Things my husband probably gets tired of saying to me

1. “No it’s not a euphemism.”

Often following up on a sentence like: “Could you please flip my spring rolls over?”

2. “That doesn’t go there.”

This is broadly applied to dishes, winter coats, appendages…

Often attached to a sentence like: “No the cat does not like it when you put your feet on her head.”

3. “Is your playlist repeating?”

See also: “I think we’ve heard that song already.”

and: “Could you put your headphones on?”

and: “Are we listening to the same three songs over and over?”

4. “I don’t think you need another coffee.”

5. “Yes of course you have one anyways, but you’ll feel sick.”

6. “No you don’t like feeling sick.”

7. “Can I have my socks now please?”

See: http://chayday.com/blog/2009/things-i-do-not-get-tired-of-doing-to-my-husband/

8. “I did eat my greens.”

OH! You thought I was just going to list off things he says when I’m being bad. Well, he’s not all cherubic like he sounds.

For ages, I picked up our plates after meals, only to finally realize a few years in that he never ever ate all of whatever vegetable was on his plate. Not.
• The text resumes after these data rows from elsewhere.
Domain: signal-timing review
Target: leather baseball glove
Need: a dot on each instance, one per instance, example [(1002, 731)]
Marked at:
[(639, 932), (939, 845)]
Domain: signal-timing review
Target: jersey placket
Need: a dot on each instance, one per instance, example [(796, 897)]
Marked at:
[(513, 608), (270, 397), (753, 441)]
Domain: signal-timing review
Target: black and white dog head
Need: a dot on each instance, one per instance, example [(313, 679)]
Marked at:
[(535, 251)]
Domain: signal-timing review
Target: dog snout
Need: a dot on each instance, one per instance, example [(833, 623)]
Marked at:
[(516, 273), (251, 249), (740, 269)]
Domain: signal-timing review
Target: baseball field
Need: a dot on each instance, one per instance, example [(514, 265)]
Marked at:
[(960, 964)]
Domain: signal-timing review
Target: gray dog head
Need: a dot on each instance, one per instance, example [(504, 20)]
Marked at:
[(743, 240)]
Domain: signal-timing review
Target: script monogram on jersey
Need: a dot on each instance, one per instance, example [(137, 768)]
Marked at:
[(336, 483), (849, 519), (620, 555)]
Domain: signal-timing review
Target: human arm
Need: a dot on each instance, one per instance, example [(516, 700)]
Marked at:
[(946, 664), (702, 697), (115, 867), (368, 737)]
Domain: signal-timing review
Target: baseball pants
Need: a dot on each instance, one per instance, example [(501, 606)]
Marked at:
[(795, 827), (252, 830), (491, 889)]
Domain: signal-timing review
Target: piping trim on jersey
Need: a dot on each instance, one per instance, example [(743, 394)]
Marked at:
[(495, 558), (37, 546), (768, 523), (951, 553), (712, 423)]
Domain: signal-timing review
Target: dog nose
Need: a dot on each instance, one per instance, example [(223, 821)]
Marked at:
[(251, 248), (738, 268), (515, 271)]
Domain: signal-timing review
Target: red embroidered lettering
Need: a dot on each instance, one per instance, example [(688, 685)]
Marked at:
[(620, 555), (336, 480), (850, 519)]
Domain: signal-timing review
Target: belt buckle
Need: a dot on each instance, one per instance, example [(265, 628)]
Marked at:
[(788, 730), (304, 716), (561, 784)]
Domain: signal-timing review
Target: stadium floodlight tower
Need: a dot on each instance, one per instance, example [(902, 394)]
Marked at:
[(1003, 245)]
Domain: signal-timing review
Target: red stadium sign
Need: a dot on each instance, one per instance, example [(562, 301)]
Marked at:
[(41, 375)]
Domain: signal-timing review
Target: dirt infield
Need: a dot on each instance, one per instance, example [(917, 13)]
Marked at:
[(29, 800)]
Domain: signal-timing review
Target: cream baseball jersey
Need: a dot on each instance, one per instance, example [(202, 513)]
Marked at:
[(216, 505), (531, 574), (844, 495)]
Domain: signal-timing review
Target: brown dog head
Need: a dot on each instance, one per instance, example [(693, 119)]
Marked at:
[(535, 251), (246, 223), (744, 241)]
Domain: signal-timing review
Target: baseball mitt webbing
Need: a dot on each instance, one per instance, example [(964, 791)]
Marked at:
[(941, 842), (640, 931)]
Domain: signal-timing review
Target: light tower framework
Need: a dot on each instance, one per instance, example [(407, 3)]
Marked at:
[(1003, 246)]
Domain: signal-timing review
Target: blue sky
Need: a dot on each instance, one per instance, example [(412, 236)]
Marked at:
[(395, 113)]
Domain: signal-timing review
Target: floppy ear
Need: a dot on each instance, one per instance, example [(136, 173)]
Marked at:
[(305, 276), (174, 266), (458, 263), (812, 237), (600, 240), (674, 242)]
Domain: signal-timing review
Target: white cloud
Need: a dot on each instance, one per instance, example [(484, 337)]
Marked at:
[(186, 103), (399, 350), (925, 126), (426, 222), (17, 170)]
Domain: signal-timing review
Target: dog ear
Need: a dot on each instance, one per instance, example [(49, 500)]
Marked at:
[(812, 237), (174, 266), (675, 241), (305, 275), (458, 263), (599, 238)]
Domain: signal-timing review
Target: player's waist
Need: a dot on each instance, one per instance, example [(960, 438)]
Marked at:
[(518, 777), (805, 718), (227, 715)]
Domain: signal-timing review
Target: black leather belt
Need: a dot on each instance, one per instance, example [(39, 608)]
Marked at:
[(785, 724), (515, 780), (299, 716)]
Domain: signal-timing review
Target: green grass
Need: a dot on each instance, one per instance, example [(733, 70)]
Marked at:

Once.

When I finally twigged in, I started giving him smaller portions. So that basically I give myself twice as many vegetables as him. The first time I did this, he tried to hand me back his plate with veggies still on it. Looking all innocent. And I was all “oh no mister, I’m on to you, I gave you half as many veggies as me, and you still didn’t finish them. This is not a percentage activity buddy, eat those peas.”